The “something wrong” is basically one of two things — abuse of privileged download rights (ie, throttle lifted) and serving bad data. I don’t really give a shit about the former, but someone serving goatse for every request is certainly something I want to avoid. The most ideal way to accomplish this is to have the client (ie, end-user) verify that the images are valid. They can hypothetically do this, because the API gives them both the image link and MD5, however it means they’d be doing it in JavaScript. And while I’m sure FrozenVoid can implement a MD5′er (or, more realistically, a CRC32 summer) that’ll run faster than light in JavaScript, I’m not convinced I can. That would be ideal, though.

Assuming it gets implemented, when the client detected a bad mirror, it would send a request to Suigintou notifying of the checksum failure. Suigintou would reply with the locally-stored URL so the client could display the image, but then we’d have to validate that the mirror is bad. This is where we’d just dump the mirrors with remote-code-execution disabled (after a couple reports, at least) and run some code to validate on the ones that have it enabled.

I dunno. It really has to be a non-trivial system, unfortunately, because I’m not using trusted mirrors. I guess I should just implement it, set up an IRC channel to hang out with the initial people who are kind enough to run my sketchy PHP code and see what their take on it is.



March 01st, 2009 | Category: Random

So I came up with a brilliant solution to bandwidth/disk rape — write a small PHP script (Meimei) which caches images from 4scrape (Suigintou), give it out to people, and just randomly direct people to those mirrors with javascript. Validation issues aside (“oh hey let’s just serve lemonparty for every image”) — because those can be “fixed” by only allowing trusted mirrors — I don’t think it’s going to work.

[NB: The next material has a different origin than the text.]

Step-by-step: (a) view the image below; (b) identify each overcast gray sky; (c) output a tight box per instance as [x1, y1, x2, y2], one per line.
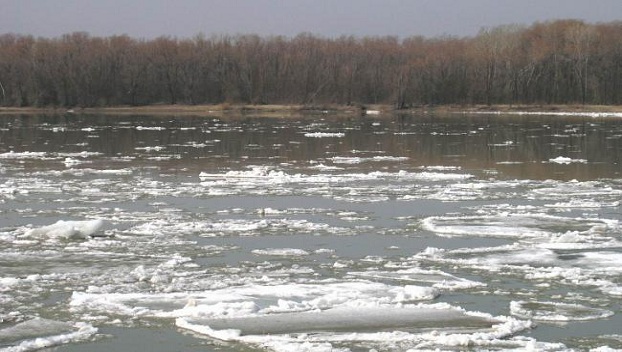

I threw up a test version of the script on my DreamHost account and it completely shit itself. It worked for a while, then it started spewing 503 errors everywhere. I don’t know if this is an issue with DreamHost or my shitty code (or the fact that by putting it up to serve 100% of the requests, it was bombarded with almost 1000 hits in the few minutes that it was up), but it definitely needs a lot more tweaking before it’s usable. It’s one of those “ugh PHP” things and it’s just a bitch.

The version I have running right now is really stupid — it basically just acts as a caching HTTP proxy. To have the thing fully functional, it needs to do a lot more than just that (and the server stuff on Suigintou needs to be a bit more sophisticated too). Each Meimei instance needs to track how much bandwidth it’s used (it already tracks disk consumption); it needs a means to communicate back to Suigintou that it’s all filled up or out of bandwidth or whatever.

There also needs to be something which gives some notion of cache locality — ie, a Meimei might say “I only want images in the range 30000-40000 that are SFW and from /wg/”. That way it’ll consistently get handed those requests and hopefully hit the cache more often (though eventually, assuming unlimited disk, each Meimei instance will be a full mirror — this isn’t a sound assumption).

And then you hit mirror validation. I’d want to do in a distributed manner with JavaScript, ie, check the MD5 of a subset of the image data against a known value from the authoritative Suigintou, then report back to Suigintou if the mirror is giving bad data and not display the image. I don’t even know if that’s going to be possible in a realistic manner, or how evadable my checks would be. I think if there aren’t more than 5-7 Meimei instances they’ll either get overloaded with requests, not be clustered enough to achieve decent locality, or just be otherwise ineffective at staving off bandwidth consumption.

Would be nice to have it all working and shit but ugh it’s almost too much work. Bleh.